Situasi ini berbanding terbalik dengan daerah-daerah lain yang sudah lebih maju dalam digitalisasi pendidikan. Misalnya, di kota-kota besar seperti Bandung atau Surabaya, infrastruktur internet sudah hampir merata bahkan hingga ke pinggiran kota, mendukung pembelajaran daring secara optimal. Di Mamuju, masih terdapat 89 desa yang tergolong blank spot, artinya tidak memiliki jaringan 4G yang stabil. Akibatnya, sekolah-sekolah di sana kesulitan dalam menjalankan pembelajaran daring, berbeda dengan sekolah di kota besar yang dapat dengan lancar mengintegrasikan teknologi ke dalam proses belajar mengajar.
Pemerintah Sulbar telah mulai melakukan upaya seperti meluncurkan layanan internet gratis di Anjungan Pantai Manakarra. Ini menunjukkan langkah kecil yang positif, meskipun belum sebesar dukungan digital di daerah lain yang telah terlebih dahulu mengembangkan program literasi digital, pelatihan guru daring, serta perluasan platform pembelajaran berbasis teknologi.
Dari sisi solusi, daerah-daerah lain juga telah mengoptimalkan pelatihan guru melalui webinar, memperluas akses pendidikan berbasis platform daring, dan memperbaiki infrastruktur digital lebih cepat. Ini menjadi pembelajaran penting bagi Mamuju, bahwa untuk mengejar ketertinggalan, perlu kombinasi antara investasi infrastruktur, peningkatan kompetensi guru, serta inovasi dalam penyediaan akses pendidikan berbasis teknologi.
Secara keseluruhan, transformasi pendidikan di era digital menuntut upaya pemerataan yang serius. Ketimpangan yang masih terjadi seperti di Mamuju menunjukkan bahwa meskipun peluangnya besar, tantangan dalam hal akses, fasilitas, dan kompetensi tetap harus diselesaikan secara bertahap dan konsisten.
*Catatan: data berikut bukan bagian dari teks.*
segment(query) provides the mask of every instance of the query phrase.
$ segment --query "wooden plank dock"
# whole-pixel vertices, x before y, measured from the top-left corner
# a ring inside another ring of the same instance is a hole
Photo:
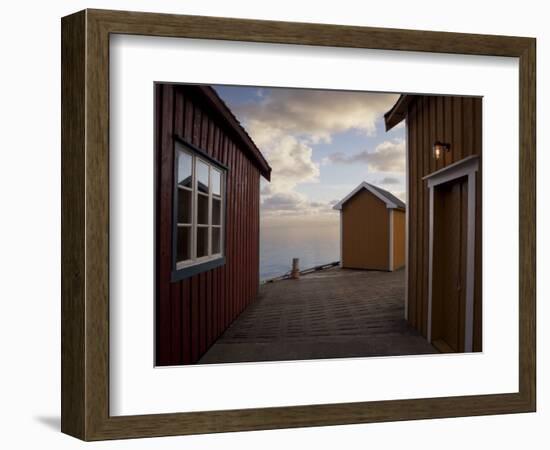
[[[199,363],[437,353],[404,320],[404,270],[312,270],[263,284]]]

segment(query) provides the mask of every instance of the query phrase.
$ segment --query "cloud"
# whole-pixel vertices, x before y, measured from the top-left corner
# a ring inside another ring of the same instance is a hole
[[[401,180],[397,177],[384,177],[379,181],[380,184],[394,185],[401,184]]]
[[[262,209],[266,211],[299,211],[306,203],[305,197],[297,192],[278,192],[263,200]]]
[[[330,142],[335,133],[368,135],[398,98],[396,94],[313,89],[271,89],[260,101],[239,105],[235,113],[261,147],[275,136],[292,134],[311,142]]]
[[[374,151],[363,150],[355,154],[333,153],[323,164],[367,164],[372,172],[404,172],[405,140],[394,139],[378,144]]]
[[[372,135],[396,94],[313,89],[260,89],[234,112],[272,168],[272,190],[289,191],[316,182],[319,164],[312,145],[356,130]]]
[[[303,183],[319,181],[320,164],[312,146],[331,142],[336,133],[376,133],[395,94],[312,89],[264,89],[254,99],[232,107],[272,168],[271,183],[262,186],[262,213],[269,216],[324,215],[329,203],[310,201],[296,192]]]
[[[261,207],[268,216],[310,216],[332,212],[330,203],[310,201],[299,192],[276,192],[264,196]]]
[[[318,180],[319,165],[313,162],[312,148],[294,136],[272,142],[265,155],[272,167],[271,191],[289,191],[299,183]]]

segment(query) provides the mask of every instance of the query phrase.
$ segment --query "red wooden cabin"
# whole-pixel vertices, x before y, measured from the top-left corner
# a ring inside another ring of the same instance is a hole
[[[209,86],[155,86],[156,365],[197,362],[254,301],[271,168]]]

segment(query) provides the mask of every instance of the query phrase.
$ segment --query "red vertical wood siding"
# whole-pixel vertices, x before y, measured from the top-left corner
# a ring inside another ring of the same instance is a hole
[[[418,96],[408,106],[408,320],[424,336],[428,332],[429,192],[422,178],[467,156],[481,156],[481,112],[482,99],[473,97]],[[432,156],[437,140],[451,144],[451,151],[439,161]],[[481,159],[476,184],[474,351],[481,351]]]
[[[192,86],[157,85],[156,364],[197,362],[256,298],[260,171]],[[228,167],[223,266],[171,282],[174,134]]]

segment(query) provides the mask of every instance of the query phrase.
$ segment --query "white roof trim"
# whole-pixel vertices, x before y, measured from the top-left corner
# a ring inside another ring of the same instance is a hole
[[[357,186],[353,191],[351,191],[348,195],[346,195],[342,200],[340,200],[336,205],[332,207],[332,209],[338,209],[341,210],[344,203],[346,203],[350,198],[355,196],[355,194],[358,194],[359,191],[362,189],[366,189],[371,194],[378,197],[380,200],[382,200],[388,209],[398,209],[399,207],[392,202],[388,197],[382,195],[380,192],[378,192],[376,189],[374,189],[369,183],[366,181],[363,181],[359,186]]]

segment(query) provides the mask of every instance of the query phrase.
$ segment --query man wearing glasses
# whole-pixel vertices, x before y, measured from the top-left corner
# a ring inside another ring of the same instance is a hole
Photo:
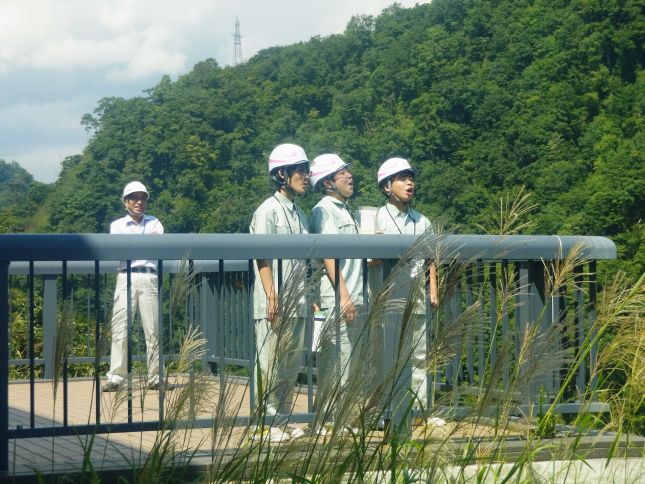
[[[163,234],[163,225],[156,217],[145,213],[150,194],[138,181],[128,183],[123,189],[123,205],[128,212],[125,217],[110,225],[111,234],[154,235]],[[110,371],[104,392],[115,392],[128,379],[128,265],[119,264],[119,273],[114,289],[112,309],[112,350]],[[130,263],[130,314],[134,318],[137,307],[146,339],[148,361],[148,388],[159,390],[159,311],[158,311],[157,262],[133,260]],[[166,385],[170,390],[170,385]]]
[[[358,234],[358,225],[352,215],[348,199],[354,194],[354,179],[350,165],[340,156],[326,153],[311,163],[311,184],[323,193],[322,199],[311,212],[311,230],[318,234]],[[336,273],[334,259],[323,260],[324,275],[320,281],[319,311],[316,318],[324,321],[320,338],[317,407],[322,414],[334,415],[339,408],[338,396],[356,401],[356,392],[363,391],[357,375],[365,370],[368,334],[363,301],[363,272],[360,259],[340,259]],[[338,279],[338,280],[337,280]],[[340,313],[336,313],[336,291]],[[338,338],[334,330],[338,323]],[[337,343],[340,346],[337,347]],[[370,381],[365,377],[364,381]],[[341,406],[342,407],[342,406]],[[336,424],[336,423],[335,423]],[[346,430],[341,428],[341,431]],[[315,429],[326,433],[325,427]]]

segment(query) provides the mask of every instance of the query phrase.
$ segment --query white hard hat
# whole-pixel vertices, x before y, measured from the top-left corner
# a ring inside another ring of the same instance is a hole
[[[378,174],[376,176],[378,184],[380,185],[383,180],[387,180],[397,173],[402,171],[410,171],[416,175],[416,171],[412,169],[408,160],[404,158],[390,158],[385,160],[383,164],[378,169]]]
[[[127,197],[131,193],[136,193],[136,192],[143,192],[147,195],[148,198],[150,198],[148,189],[140,181],[131,181],[130,183],[128,183],[123,189],[123,198]]]
[[[298,145],[284,143],[273,148],[269,155],[269,173],[276,168],[300,163],[309,163],[305,150]]]
[[[314,188],[320,180],[336,173],[343,168],[347,168],[349,163],[345,163],[340,156],[332,153],[316,156],[311,162],[311,174],[309,180]]]

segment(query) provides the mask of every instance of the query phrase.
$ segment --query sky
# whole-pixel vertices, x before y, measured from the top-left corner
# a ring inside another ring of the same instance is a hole
[[[145,95],[199,61],[341,33],[394,0],[0,0],[0,160],[54,182],[104,97]],[[411,7],[420,0],[399,0]]]

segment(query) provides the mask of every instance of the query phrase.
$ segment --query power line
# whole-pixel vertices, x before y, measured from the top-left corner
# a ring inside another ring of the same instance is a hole
[[[235,33],[233,34],[233,65],[244,63],[242,57],[242,36],[240,35],[240,20],[235,17]]]

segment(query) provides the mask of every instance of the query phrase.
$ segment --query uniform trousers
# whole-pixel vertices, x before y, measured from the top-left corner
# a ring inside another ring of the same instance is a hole
[[[112,350],[107,379],[121,384],[128,376],[128,275],[117,275],[112,309]],[[143,334],[146,339],[148,384],[159,382],[159,300],[157,275],[132,272],[130,274],[130,311],[132,319],[139,309]]]
[[[260,402],[264,397],[266,415],[291,414],[293,387],[301,368],[304,337],[304,317],[291,318],[286,327],[277,331],[268,319],[255,320],[255,398]]]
A. Tantangan dalam Digitalisasi
- Paparan Informasi Negatif dan Etika Penggunaan Teknologi.
Era internet telah membuka akses luas terhadap informasi dari berbagai sumber.
Seperti konten-konten yang tidak sesuai dengan nilai-nilai kebaikan. Siswa dapat dengan mudah terpapar dengan materi yang tidak pantas seperti kekerasan, pornografi, ujaran kebencian, atau informasi yang menyesatkan melalui internet dan media sosial.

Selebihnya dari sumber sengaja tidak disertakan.